According to IPBES, the Earth is facing a "massive extinction" of species, the first since the disappearance of dinosaurs about 65 million years ago, the sixth in 500 million years.
– Five reports, three years of work –
In Medellin, experts will assess the damage on the fauna, flora and soils of the Earth. Then will be revealed the outline of five bulky reports, as well as solutions to minimize the impact of human activities on the environment.
"By degrading biodiversity, we also reduce people's food, the clean water that we must drink and the forests that are our lungs, "warned the executive director of the United Nations Environment Program (UNEP), Erik Solheim, in a message relayed from Brasilia, where he participated in the World Water Forum.
To take stock of its situation, IPBES has divided the planet into four regions: Americas, Africa, Asia-Pacific and Europe-Central Asia. Each has been the subject of a thorough analysis and a report of 600 to 900 pages, which experts will study behind closed doors. Then the diagnosis will be made next Friday.
A second report will be extracted Monday, March 26 from a fifth report, the first of its kind on the state of the world's soils, more and more degraded by pollution, deforestation, Mining and unsustainable agricultural practices that impoverish them
"An immensely ambitious challenge awaits us this week," said Anne Larigauderie, executive secretary of IPBES.
For three years, some 600 Researchers have volunteered on these assessments, which synthesize data from about 10,000 scientific publications. The final result covers the entire Earth, apart from the international waters of the oceans and the Antarctic.
The IPBES delegates are in a country with more than 56,300 species of plants and animals.

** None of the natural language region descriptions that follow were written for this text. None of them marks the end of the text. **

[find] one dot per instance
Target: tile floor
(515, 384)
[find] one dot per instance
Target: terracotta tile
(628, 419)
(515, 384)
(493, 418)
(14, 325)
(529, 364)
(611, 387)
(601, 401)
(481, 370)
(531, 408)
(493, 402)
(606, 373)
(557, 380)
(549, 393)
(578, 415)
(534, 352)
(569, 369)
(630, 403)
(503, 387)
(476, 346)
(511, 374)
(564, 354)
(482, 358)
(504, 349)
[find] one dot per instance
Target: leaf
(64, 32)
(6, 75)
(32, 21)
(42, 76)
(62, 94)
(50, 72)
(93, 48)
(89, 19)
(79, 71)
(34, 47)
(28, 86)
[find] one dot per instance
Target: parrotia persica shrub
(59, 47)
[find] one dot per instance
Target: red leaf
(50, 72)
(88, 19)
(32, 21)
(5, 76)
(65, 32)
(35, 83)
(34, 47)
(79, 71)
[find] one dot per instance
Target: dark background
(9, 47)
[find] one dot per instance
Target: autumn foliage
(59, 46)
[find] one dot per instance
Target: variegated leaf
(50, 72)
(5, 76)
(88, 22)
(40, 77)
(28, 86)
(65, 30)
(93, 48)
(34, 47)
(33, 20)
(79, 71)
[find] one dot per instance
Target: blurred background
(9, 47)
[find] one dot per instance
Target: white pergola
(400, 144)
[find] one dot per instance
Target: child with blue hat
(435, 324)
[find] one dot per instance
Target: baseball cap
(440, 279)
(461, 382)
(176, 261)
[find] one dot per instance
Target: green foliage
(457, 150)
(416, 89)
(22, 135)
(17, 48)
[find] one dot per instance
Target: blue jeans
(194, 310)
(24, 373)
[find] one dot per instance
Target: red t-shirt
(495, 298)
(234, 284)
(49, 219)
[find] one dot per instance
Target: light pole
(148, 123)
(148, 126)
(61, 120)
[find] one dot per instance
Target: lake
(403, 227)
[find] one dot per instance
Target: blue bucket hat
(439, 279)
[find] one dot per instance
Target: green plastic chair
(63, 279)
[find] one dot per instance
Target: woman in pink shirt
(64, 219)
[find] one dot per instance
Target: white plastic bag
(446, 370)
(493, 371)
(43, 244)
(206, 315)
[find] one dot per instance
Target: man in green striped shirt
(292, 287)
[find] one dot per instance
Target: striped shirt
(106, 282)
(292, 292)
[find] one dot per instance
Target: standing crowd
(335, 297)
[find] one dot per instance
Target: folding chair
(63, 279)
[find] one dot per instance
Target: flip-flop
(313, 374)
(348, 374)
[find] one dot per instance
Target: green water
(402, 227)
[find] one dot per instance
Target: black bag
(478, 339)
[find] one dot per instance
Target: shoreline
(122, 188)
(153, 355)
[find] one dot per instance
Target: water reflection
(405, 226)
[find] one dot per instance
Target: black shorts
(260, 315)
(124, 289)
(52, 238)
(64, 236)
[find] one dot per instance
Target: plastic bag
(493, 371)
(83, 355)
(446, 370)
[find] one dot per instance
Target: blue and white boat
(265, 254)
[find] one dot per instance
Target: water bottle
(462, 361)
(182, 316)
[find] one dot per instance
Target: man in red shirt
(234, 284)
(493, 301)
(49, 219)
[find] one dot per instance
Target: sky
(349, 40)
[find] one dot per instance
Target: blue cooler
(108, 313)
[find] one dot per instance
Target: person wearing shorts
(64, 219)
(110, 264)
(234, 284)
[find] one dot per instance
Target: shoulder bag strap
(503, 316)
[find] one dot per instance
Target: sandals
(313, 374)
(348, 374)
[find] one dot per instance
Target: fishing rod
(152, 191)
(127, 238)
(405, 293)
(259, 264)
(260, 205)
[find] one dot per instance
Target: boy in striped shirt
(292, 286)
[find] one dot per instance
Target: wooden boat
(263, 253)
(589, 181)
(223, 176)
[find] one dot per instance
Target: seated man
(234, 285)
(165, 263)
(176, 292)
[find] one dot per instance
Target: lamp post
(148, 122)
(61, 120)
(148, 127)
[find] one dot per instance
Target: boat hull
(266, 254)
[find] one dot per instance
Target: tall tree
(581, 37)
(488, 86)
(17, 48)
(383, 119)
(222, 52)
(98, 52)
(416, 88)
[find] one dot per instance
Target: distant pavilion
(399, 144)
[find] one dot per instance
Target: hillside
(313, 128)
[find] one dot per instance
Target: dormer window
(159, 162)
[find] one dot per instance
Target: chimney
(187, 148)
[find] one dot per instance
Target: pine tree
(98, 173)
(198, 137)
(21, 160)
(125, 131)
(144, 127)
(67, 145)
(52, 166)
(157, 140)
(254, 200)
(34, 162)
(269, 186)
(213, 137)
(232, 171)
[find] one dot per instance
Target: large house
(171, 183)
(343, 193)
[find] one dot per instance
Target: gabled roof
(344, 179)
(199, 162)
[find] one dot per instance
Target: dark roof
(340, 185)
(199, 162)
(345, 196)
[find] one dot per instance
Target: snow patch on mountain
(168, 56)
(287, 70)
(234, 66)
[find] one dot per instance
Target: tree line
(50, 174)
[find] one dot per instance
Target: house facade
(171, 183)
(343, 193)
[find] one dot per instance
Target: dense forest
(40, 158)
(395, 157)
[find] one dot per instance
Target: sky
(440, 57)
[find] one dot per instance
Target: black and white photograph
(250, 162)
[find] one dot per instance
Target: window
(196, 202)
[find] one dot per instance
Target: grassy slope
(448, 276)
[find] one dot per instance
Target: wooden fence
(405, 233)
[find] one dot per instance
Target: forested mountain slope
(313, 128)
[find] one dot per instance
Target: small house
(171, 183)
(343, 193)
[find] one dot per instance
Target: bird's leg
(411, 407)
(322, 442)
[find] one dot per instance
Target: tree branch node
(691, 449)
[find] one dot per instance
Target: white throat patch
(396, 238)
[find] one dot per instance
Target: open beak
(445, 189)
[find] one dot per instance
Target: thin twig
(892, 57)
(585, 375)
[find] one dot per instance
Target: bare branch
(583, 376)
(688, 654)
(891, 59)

Colombia, number 1 for the number of orchid species and birds (more than 1,920, 19% of the world), is crossed by three Andean Cordilleras, a complex topography that allowed the evolution of 311 different ecosystems.
– The challenge of deforestation –
The war, which claimed more than eight million lives between the dead, missing and internally displaced, has long converted into banned areas of huge areas of the country. thus paradoxically preserved.
But 1,200 species are threatened by deforestation and pollution, due in particular to extensive agriculture and livestock farming, illegal plantations of marijuana and coca, a raw material for cocaine, which has used to finance the conflict, and underground mining operations.
"We are still facing a huge challenge related to the control of deforestation", admitted in February the Colombian Minister of Environment and Development Luis Gilberto Murillo, reporting about 170,000 ha deforested in 2017.
The experts will also prepare summaries of about thirty pages, addressed to the leaders of the member countries of IPBES, in order to guide them in protecting biodiversity. The content will be negotiated "word by word."
Moving from transportation to education, through agriculture, these "summaries" are not binding. These are "suggestions," Larigauderie told AFP before the forum.
"Some countries may not be satisfied with what the report says about the state of their biodiversity," he said. warned
According to the World Wide Fund for Nature, by 2080, climate change could threaten between a quarter and half of the world's 33 richest biodiversity species.